Трое суток не появлялся Василий Иванович. А на четвёртые с утра постучался к ним в дом сосед Алим:
– Шурка! — позвал он Женину маму. – Там твоего Ваську со связанными руками в комендатуру повели...
Мать запричитала и кинулась из дома.
Возле здания комендатуры с повязками на руках стояла группа полицейских. Поодаль от них – немецкий офицер. Напротив комендатуры высились виселица, на которой ещё недавно висели несколько партизан и подпольщиков.
– Петро! – крикнула Шура одному из знакомых горожан, работавшему в полиции. – Ты моего Василя здесь не видел?
– Чего ж не видел? Видел! Поймали твоего партизана бородатого, когда из лесу выходил. Всех их скоро переловим! Под замком до утра посидит, а там немцам решать, что с ним делать!
– Ja! Ja! – кивнул немец. – Partizanen – kaputt!
Александра Константиновна поплелась домой на подгибающихся ногах.
Вечером с узелком еды Женя пришла к комендатуре.
– Дяденька, передайте отцу поесть! – попросила она стоящего с винтовкой полицая.
– Зачем ему еда? Его завтра вешать будут! Он уже знает об этом! Иди прочь, глупая девчонка!
Василий Иванович незадолго до похода в лес маялся больными ногами, лежал, не брился – отпустил небольшую бороду. За время скитаний по лесу в поисках лошадей борода отросла ещё более. И когда, заросший, он вышел из лесу в старом ватнике, с котомкой за плечами, сидевшие в засаде у опушки полицаи, конечно, приняли его за партизана и радостно скрутили ему руки, надеясь на «заслуженное» поощрение со стороны немцев. Внешний вид Жениного отца полностью совпадал с представлениями оккупантов о том, как выглядят партизаны. Вот только у «партизана» этого почему-то не было с собой оружия.

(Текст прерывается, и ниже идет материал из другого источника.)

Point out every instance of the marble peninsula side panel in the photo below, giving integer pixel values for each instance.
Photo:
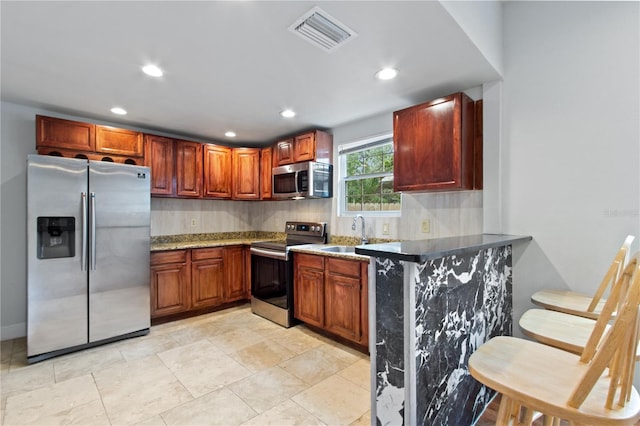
(460, 303)
(389, 350)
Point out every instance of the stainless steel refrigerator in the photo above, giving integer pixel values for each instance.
(88, 254)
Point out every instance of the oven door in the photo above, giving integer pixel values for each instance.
(272, 285)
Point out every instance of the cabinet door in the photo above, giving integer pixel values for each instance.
(207, 281)
(266, 162)
(342, 306)
(169, 289)
(283, 152)
(235, 288)
(159, 158)
(246, 173)
(308, 285)
(304, 147)
(188, 169)
(433, 145)
(308, 298)
(217, 171)
(111, 140)
(66, 134)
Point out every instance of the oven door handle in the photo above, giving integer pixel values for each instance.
(270, 253)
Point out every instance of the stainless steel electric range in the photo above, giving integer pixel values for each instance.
(272, 271)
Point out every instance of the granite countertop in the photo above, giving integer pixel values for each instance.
(220, 239)
(422, 250)
(318, 250)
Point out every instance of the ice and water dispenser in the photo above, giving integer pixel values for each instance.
(56, 237)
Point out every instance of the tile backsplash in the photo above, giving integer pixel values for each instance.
(448, 213)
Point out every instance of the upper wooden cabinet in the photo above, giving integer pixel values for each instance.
(159, 157)
(67, 138)
(266, 161)
(217, 171)
(434, 145)
(65, 134)
(246, 174)
(188, 169)
(311, 146)
(283, 152)
(111, 140)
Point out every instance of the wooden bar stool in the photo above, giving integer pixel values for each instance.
(566, 331)
(533, 377)
(581, 304)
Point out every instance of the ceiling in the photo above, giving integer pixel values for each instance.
(230, 65)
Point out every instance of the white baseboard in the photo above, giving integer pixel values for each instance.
(13, 331)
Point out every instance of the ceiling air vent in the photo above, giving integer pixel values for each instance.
(321, 29)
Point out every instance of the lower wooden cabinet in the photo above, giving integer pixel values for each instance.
(344, 299)
(331, 293)
(170, 283)
(234, 283)
(308, 285)
(207, 277)
(195, 279)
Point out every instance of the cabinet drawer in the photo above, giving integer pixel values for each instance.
(348, 268)
(309, 260)
(208, 253)
(171, 256)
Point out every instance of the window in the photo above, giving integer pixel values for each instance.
(366, 170)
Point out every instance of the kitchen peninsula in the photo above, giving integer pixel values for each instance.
(435, 302)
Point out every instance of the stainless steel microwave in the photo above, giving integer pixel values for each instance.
(303, 180)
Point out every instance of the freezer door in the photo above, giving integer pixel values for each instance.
(56, 278)
(119, 252)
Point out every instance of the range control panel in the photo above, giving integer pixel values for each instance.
(316, 229)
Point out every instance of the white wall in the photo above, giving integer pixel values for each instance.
(482, 22)
(17, 138)
(571, 140)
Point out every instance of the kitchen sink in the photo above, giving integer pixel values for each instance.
(340, 249)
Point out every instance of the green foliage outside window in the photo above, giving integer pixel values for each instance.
(369, 180)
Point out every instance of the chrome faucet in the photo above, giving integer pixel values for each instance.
(364, 239)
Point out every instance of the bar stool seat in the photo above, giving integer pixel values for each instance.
(564, 331)
(582, 304)
(536, 378)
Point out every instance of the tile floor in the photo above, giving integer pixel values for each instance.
(228, 368)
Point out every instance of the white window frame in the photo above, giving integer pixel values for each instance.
(342, 169)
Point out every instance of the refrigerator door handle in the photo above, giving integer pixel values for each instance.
(84, 230)
(92, 235)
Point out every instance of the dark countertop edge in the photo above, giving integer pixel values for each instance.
(422, 250)
(317, 250)
(182, 245)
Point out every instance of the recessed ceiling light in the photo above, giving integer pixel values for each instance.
(386, 74)
(119, 111)
(152, 70)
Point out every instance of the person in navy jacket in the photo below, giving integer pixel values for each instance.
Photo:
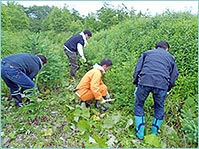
(19, 70)
(73, 46)
(155, 72)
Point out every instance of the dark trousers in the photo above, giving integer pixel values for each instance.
(15, 78)
(159, 96)
(72, 56)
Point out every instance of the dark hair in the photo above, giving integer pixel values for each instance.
(106, 62)
(162, 44)
(88, 33)
(43, 58)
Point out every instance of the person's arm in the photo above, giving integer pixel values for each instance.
(138, 69)
(33, 74)
(173, 75)
(80, 50)
(95, 86)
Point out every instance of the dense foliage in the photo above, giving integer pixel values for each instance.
(58, 119)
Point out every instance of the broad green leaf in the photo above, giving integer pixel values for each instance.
(111, 141)
(48, 132)
(116, 117)
(83, 125)
(108, 123)
(152, 140)
(85, 113)
(77, 112)
(101, 141)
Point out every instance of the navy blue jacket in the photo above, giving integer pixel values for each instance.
(25, 62)
(156, 68)
(71, 43)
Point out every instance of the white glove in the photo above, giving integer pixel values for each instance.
(108, 95)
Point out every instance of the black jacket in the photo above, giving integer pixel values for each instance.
(71, 43)
(25, 62)
(156, 68)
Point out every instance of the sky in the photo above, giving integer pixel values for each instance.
(154, 7)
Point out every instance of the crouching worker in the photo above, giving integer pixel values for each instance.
(19, 70)
(155, 72)
(91, 85)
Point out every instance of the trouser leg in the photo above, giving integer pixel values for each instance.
(73, 62)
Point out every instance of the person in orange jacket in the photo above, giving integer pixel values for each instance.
(91, 85)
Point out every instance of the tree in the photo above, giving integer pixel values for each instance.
(13, 17)
(37, 15)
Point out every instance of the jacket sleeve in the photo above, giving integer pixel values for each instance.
(173, 75)
(80, 50)
(95, 85)
(33, 74)
(138, 69)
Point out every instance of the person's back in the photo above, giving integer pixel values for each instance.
(156, 69)
(155, 72)
(91, 85)
(88, 79)
(25, 62)
(73, 41)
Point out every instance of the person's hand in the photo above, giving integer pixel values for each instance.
(102, 102)
(88, 63)
(108, 95)
(135, 91)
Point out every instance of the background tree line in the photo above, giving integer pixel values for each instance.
(119, 34)
(16, 17)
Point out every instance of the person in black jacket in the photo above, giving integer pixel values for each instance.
(19, 70)
(73, 46)
(155, 72)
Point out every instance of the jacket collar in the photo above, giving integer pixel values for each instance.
(84, 38)
(99, 67)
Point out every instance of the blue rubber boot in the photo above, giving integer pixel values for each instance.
(156, 126)
(139, 123)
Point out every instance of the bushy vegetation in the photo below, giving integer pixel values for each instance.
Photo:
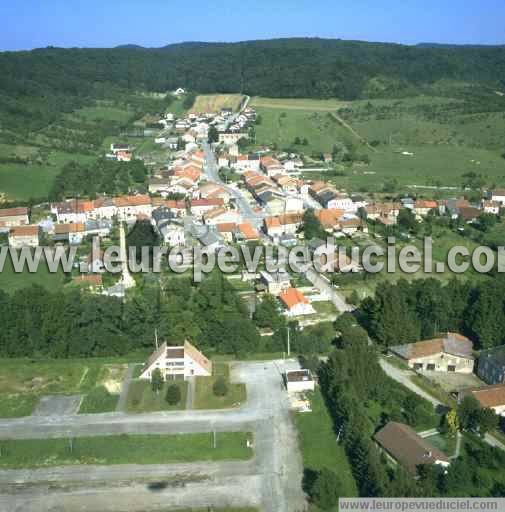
(38, 322)
(410, 311)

Рано утром Женина мама отправилась просить соседа Алима, чтобы тот подтвердил в комендатуре, что он-де знает хорошо её мужа, что Василий – никакой не партизан!
Поразмыслив, сосед согласился:
– Ладно, Шурка, Аллаху угодное дело сделаю!

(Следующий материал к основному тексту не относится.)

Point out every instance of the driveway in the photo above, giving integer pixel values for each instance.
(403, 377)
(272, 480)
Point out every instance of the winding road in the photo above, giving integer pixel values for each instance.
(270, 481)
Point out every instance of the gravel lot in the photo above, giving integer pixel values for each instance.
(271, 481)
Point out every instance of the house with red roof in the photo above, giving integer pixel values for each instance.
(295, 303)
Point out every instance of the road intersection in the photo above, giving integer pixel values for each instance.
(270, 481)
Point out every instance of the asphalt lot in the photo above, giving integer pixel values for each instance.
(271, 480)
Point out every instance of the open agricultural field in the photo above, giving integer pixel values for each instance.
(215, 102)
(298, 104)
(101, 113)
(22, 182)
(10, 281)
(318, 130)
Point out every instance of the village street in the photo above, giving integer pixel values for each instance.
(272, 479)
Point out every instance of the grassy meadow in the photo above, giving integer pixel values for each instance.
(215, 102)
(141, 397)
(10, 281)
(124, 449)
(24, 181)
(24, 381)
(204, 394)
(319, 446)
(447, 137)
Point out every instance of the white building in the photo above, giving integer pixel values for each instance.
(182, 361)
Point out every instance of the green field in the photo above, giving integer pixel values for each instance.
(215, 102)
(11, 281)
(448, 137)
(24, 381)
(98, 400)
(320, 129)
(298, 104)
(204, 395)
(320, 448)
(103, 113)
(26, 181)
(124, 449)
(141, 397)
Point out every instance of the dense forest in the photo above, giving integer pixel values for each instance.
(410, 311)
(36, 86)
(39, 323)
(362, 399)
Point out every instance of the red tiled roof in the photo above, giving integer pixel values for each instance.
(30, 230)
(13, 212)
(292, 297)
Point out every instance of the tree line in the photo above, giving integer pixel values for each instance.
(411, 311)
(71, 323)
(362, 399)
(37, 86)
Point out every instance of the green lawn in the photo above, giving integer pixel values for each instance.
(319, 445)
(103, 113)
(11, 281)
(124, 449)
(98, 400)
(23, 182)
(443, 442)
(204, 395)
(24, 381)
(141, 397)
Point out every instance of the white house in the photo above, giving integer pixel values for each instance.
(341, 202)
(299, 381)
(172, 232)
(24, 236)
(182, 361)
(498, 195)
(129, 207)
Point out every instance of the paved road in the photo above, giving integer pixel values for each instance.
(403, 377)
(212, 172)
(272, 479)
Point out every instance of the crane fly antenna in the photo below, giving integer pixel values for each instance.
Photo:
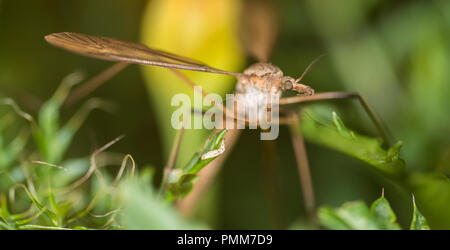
(309, 68)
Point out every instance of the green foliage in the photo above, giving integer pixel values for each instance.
(338, 137)
(357, 216)
(143, 209)
(418, 222)
(180, 181)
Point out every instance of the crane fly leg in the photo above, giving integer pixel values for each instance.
(338, 96)
(301, 157)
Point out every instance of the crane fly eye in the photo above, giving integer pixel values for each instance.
(287, 84)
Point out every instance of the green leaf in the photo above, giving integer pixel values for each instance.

Из здания комендатуры в щеголеватых сапогах и заломленной шапке-кубанке вышел навстречу Алиму староста Аг-ев.
Энергично жестикулируя руками, Алим и заплаканная Женина мама, которую била нервная дрожь, принялись уговаривать старосту отпустить Василия.
– Ладно! Ждите! – махнул рукой староста и скрылся за дверями здания.
Вскоре вышел Аг-ев, из-за спины которого, прихрамывая, показался Василий. С виноватым лицом.
– Благодари Бога, соседа и меня! – небрежно бросил староста. – Не хрен по лесам шляться, в следующий раз точно повесим!
Мать Жени ахнула:
– Вася, что у тебя с головой?
– А? Что? Где? – не понимая, схватился тот за голову.
– Да она ж у тебя наполовину белая! – И Александра горько заплакала.
Вот так Женин отец, мой будущий дед Василий Иванович, в одну ночь поседел в ожидании смертной казни…
ОТПУСТИТЕ, ПОЖАЛУЙСТА, КОНФЕТЫ ЭТОЙ ФРАУ!
Начало апреля 1944 года. Прошло уже несколько месяцев с тех пор, как немцы в Женином доме не квартируют. Потому, может, что находится он в полукилометре от леса, а партизанские налёты что ни день сильнее. По ночам часто слышны выстрелы, автоматные и пулемётные очереди, иногда разрывы гранат. Судя по дальней орудийной канонаде, долетающей до города с севера и востока, фронт стремительно приближается к Крымскому полуострову.
Как-то вечером вблизи их дома, прогудев, остановилась большая крытая машина. Из кабины вышел немецкий офицер, рука на перевязи, что-то приказал солдатам, и те стали под руки вводить в дом раненых и вносить стонущих на носилках.